Without giving details of communication, official sources said the terms of reference were received recently and have been sent to legal experts for their opinion.
Pakistan had requested for a visit of the second Commission as a trial court there had rejected the findings of the earlier judicial commission that visited Mumbai in March.
Pakistani court had said that the report of the panel had no "evidential value" as it was not allowed to cross-examine the four witnesses and asked the panel to visit India again.

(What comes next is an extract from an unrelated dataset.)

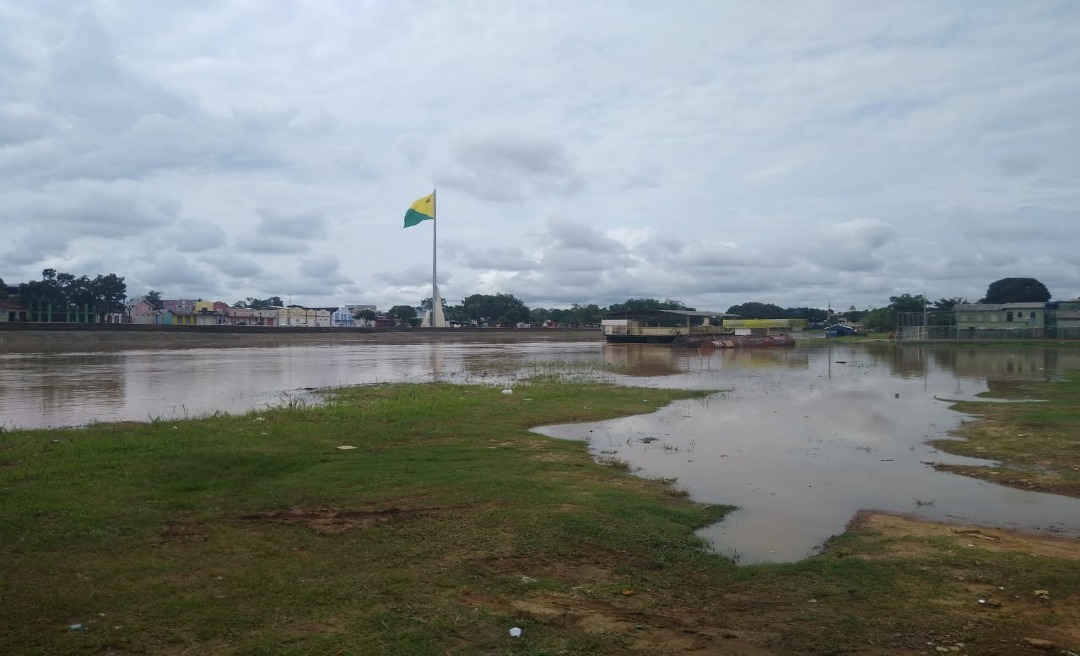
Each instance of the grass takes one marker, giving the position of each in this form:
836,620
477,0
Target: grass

The four witnesses to be cross examined by the panel include the magistrate who recorded the confessional statement of Lashkar-e-Taiba (LeT) terrorist Ajmal Kasab, since hanged, the investigating officer of the 26/11 case and two doctors who conducted the postmortem of the nine terrorists killed during encounters with police and NSG in 2008.
Pakistan has been holding a trial against five accused including 26/11 master-mind Zaki-ur Rehman Lakhvi, Abu Alqama alias Mazhar Iqbal, Hammad Amin, Abdul Wajid alias Zarar Shah and Shahid Jameel Riaz.
Pakistan's interior minister Rehman Malik, during his meeting with union home minister Sushilkumar Shinde, had requested for allowing the second Commission so that the legal formalities could be completed.
Shinde had conveyed to him that 26/11 was a test case and that Islamabad should ensure an early and a speedy trial for all the accused involved in the conspiracy.
A Pakistani Commission had come in march this year during which they only recorded the statements of the witnesses and could not question them.